Special education services for students with disabilities have been addressed in public schools since 1975. However, limited attention has been given to the provision of these services to postsecondary students (Herbert, 2014; Ricardo, Alegre-de-la-Rosa, & López-Aguilar, 2012). Due to privacy issues, disability offices can provide researchers with limited data pertaining to the provision of special services to students. Even with the provision of services under the Americans with Disabilities Act (ADA), only an extended time is given to students through the college or university’s office of disability services. This accommodation, often utilized to assist students with access to education, is insufficient in serving the needs of a diverse population (Lewandowski, Cohen, & Lovett, 2012).

Access to content through modern methods of technology can have a positive impact on academic achievement, leading to more success for students with disabilities due to the multimodal nature of online courses (Englert, Zhao, Collings, & Romig, 2005). Students with disabilities may benefit from multimedia-rich courses and modern teaching methodologies addressing different learning styles (Buckley & Smith, 2007).

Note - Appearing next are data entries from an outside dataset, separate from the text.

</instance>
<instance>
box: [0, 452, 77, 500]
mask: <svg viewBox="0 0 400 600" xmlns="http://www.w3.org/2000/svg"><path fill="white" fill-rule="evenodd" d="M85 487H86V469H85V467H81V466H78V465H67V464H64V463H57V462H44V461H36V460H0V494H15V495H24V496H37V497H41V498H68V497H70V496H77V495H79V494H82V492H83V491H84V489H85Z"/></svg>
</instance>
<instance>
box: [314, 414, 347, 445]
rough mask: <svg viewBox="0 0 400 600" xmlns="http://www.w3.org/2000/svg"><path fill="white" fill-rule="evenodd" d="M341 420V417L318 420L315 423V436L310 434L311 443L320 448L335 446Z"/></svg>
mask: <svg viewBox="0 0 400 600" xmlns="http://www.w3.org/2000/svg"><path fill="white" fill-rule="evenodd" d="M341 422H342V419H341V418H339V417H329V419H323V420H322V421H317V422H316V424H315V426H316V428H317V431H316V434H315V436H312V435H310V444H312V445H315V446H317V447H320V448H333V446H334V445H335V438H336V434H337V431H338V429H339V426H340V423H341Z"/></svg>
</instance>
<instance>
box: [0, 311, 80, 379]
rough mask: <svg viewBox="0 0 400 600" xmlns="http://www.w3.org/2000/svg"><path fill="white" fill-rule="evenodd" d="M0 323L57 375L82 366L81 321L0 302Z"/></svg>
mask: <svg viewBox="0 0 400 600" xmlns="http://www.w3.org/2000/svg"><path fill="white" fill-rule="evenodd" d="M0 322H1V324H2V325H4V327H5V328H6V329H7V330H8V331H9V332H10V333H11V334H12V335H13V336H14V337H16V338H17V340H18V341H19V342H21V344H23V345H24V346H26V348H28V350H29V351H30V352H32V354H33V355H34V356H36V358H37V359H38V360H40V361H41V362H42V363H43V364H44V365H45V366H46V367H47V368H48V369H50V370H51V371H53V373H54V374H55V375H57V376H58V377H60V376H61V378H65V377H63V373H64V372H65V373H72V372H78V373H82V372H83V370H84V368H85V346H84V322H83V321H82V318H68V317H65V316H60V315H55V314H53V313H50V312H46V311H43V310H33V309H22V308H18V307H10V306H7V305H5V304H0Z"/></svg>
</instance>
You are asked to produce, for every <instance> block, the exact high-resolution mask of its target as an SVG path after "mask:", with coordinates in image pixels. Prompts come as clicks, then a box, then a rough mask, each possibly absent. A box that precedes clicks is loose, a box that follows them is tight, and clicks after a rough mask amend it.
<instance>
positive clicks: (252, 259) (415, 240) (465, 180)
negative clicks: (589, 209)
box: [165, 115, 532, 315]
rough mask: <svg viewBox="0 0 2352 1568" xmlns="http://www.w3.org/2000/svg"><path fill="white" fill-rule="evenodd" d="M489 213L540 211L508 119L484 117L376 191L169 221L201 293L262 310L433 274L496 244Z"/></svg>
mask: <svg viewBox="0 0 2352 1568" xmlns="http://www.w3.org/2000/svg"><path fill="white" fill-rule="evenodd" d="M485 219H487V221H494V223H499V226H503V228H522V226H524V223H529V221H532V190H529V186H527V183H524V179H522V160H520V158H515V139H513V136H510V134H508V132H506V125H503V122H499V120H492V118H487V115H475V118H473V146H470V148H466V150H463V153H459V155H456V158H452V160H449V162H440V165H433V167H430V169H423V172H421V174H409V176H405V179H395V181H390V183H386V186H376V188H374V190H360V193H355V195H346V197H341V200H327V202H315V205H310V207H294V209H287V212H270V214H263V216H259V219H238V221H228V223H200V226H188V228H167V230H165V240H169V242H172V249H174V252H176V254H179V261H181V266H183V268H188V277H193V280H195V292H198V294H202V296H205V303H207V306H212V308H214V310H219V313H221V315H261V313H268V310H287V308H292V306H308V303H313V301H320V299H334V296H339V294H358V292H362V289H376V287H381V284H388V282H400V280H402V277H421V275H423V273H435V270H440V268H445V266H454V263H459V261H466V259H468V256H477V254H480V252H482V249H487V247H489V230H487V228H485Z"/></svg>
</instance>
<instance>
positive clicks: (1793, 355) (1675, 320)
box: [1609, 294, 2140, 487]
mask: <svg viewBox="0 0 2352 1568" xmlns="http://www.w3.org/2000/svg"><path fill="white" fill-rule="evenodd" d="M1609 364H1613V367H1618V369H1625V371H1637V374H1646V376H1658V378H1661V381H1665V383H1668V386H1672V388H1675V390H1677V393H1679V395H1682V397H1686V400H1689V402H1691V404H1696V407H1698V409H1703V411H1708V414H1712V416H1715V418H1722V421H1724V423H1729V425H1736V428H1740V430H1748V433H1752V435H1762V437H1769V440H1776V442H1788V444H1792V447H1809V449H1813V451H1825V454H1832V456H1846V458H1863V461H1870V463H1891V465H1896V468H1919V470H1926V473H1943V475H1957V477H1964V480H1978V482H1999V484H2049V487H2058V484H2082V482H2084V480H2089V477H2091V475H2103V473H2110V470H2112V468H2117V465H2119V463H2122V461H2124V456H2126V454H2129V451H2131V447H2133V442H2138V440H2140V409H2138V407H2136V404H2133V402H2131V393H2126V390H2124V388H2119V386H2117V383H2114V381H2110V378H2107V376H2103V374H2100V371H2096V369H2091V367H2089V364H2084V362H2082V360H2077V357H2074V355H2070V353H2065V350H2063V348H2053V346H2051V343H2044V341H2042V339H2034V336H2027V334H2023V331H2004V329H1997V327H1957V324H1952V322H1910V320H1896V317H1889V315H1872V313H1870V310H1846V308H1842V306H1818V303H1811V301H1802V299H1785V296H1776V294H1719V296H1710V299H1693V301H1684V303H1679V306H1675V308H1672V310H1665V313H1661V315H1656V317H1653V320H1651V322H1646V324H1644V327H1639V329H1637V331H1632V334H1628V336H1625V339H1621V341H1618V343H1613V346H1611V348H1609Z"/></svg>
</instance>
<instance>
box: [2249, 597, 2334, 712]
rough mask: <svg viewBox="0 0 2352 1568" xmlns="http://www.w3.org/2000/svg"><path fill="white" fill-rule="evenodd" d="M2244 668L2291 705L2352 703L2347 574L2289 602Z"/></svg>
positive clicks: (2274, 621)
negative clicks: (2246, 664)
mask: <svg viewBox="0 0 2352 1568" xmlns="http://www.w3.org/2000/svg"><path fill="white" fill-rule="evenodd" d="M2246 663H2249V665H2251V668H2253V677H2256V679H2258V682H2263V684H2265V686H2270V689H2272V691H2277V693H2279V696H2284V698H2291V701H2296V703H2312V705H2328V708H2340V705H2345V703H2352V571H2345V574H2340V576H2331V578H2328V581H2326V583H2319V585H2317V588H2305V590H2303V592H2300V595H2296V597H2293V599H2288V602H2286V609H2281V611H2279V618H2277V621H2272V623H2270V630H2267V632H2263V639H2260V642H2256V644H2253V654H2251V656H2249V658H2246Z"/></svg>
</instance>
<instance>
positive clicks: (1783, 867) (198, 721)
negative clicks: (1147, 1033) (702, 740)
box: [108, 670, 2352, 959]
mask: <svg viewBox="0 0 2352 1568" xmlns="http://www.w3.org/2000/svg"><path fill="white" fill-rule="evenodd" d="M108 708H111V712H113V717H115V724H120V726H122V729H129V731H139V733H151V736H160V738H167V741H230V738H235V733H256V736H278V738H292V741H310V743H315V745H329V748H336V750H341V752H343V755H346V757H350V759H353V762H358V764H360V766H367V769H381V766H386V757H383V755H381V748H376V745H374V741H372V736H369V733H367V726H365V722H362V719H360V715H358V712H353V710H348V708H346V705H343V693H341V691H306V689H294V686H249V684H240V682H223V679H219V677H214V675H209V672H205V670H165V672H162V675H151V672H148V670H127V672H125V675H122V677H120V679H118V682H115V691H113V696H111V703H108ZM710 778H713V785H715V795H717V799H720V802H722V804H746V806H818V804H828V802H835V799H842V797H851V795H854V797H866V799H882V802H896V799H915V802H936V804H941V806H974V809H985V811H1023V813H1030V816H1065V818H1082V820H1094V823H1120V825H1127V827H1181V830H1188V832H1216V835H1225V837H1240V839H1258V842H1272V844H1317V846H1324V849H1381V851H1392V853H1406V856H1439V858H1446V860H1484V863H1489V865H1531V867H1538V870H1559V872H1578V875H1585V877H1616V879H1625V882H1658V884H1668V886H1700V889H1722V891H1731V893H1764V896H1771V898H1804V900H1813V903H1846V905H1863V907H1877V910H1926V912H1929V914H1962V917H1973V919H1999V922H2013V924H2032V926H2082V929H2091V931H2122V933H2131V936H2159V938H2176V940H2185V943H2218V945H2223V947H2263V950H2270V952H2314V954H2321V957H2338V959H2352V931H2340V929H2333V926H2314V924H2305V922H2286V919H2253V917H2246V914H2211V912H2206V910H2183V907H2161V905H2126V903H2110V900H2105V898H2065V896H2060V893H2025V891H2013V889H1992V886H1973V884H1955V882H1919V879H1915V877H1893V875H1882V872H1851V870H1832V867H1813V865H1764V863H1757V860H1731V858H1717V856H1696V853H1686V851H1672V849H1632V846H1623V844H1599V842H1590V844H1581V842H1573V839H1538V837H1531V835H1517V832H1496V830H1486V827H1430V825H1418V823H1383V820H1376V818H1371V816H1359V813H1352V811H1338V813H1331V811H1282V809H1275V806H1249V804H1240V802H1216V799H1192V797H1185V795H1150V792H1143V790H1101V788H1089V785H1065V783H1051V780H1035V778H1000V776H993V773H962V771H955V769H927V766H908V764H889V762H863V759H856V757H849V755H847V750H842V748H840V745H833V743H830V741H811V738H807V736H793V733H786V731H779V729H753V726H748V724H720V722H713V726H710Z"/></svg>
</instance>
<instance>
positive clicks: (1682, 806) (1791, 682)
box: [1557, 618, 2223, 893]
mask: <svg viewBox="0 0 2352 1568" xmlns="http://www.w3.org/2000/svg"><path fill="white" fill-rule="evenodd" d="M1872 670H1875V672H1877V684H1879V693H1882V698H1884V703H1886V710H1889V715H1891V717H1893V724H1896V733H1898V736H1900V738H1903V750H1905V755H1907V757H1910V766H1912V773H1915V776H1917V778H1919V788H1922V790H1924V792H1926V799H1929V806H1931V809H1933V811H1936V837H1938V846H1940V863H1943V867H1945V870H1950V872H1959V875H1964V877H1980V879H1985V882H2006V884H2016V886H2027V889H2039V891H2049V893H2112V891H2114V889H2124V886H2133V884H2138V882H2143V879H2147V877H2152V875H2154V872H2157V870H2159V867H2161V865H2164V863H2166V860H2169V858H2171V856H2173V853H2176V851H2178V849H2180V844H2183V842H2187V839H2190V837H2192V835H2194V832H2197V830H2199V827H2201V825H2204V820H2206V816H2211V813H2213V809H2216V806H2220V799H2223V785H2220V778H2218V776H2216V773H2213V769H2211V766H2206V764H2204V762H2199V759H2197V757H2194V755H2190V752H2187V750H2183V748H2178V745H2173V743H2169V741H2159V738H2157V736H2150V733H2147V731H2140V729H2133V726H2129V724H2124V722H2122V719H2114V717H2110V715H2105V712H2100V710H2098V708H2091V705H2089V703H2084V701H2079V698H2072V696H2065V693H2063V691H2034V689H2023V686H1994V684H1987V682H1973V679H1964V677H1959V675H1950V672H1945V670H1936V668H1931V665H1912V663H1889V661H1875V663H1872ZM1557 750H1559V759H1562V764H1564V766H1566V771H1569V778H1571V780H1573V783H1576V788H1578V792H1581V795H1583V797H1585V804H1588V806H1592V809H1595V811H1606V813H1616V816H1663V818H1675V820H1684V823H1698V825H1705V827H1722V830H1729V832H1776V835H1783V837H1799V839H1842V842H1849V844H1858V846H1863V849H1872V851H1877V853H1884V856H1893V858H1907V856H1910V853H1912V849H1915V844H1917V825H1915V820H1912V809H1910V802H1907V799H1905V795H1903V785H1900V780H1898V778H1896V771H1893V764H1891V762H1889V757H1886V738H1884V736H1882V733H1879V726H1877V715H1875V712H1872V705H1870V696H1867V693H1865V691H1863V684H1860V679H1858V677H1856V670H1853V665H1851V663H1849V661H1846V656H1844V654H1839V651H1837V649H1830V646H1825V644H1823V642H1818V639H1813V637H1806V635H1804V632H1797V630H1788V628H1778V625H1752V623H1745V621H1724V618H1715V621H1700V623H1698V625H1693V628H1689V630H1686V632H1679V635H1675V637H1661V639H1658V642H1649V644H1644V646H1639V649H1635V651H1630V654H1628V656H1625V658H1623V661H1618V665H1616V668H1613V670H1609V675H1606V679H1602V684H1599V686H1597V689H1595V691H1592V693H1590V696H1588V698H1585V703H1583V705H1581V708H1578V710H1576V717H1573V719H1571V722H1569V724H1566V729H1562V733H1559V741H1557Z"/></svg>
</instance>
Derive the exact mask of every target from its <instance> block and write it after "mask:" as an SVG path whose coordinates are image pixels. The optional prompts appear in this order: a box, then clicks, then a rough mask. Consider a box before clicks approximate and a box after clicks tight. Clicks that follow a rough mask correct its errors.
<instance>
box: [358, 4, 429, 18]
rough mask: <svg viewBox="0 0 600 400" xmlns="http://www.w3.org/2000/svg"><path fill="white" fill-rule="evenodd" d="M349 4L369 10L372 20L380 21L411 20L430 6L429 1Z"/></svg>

In public schools (preK-12), students with disabilities can receive instructional modifications and accommodations for assignments and specific programs of study according to the Individuals with Disabilities Education Improvement Act of 2004. These students may require a reduction of written assignments, oral lessons, assistance for loss or reduced vision or hearing, use of technological devices, oral exams, small group instruction, social skills training, and technical training. Postsecondary students with disabilities may require similar accommodations. Unfortunately, most college faculty and course facilitators are not prepared to redesign online courses to address these unique needs. With specific training and resources, postsecondary educators can more appropriately address the needs of students with disabilities in postsecondary online courses (Grabinger, Aplin, & Ponnappa-Brenner, 2008).

Key Terms in this Chapter

Postsecondary Education: Education beyond high school which is typically provided by a technical school, college or university. Any schooling that follows high school.

Special Needs: The students who meet the specific criteria to be classified as having a disability according to the Americans with Disabilities Act (ADAAA) or Section 504 of the Rehabilitation Act.

Accommodations: Adjustments in the way students with disabilities access instruction or assessment. Accommodations do not change the construct of the assignment/assessment. Gives equal access to the content without “watering down.”

E-Learning: Web-based or online learning environments. Students access course material outside of the traditional classroom.

Self-Determination: A person acts as a causal agent in one’s affairs by taking responsibility for events or results. A self- determined person possesses the following skills: (1) choice-making, (2) problem-solving, (3) goal setting and attainment, (4) self-awareness, and (5) self-advocacy.

Empowerment: Taking control over one’s education and life choices.

Transition Planning: A planning process that prepares the student for the passage into postsecondary or higher education.

Assistive Technology: Devices or services used to increase, maintain, or improve functional capabilities of a person with a disability. Allows the person with a disability to access the information necessary to accomplish required learning tasks.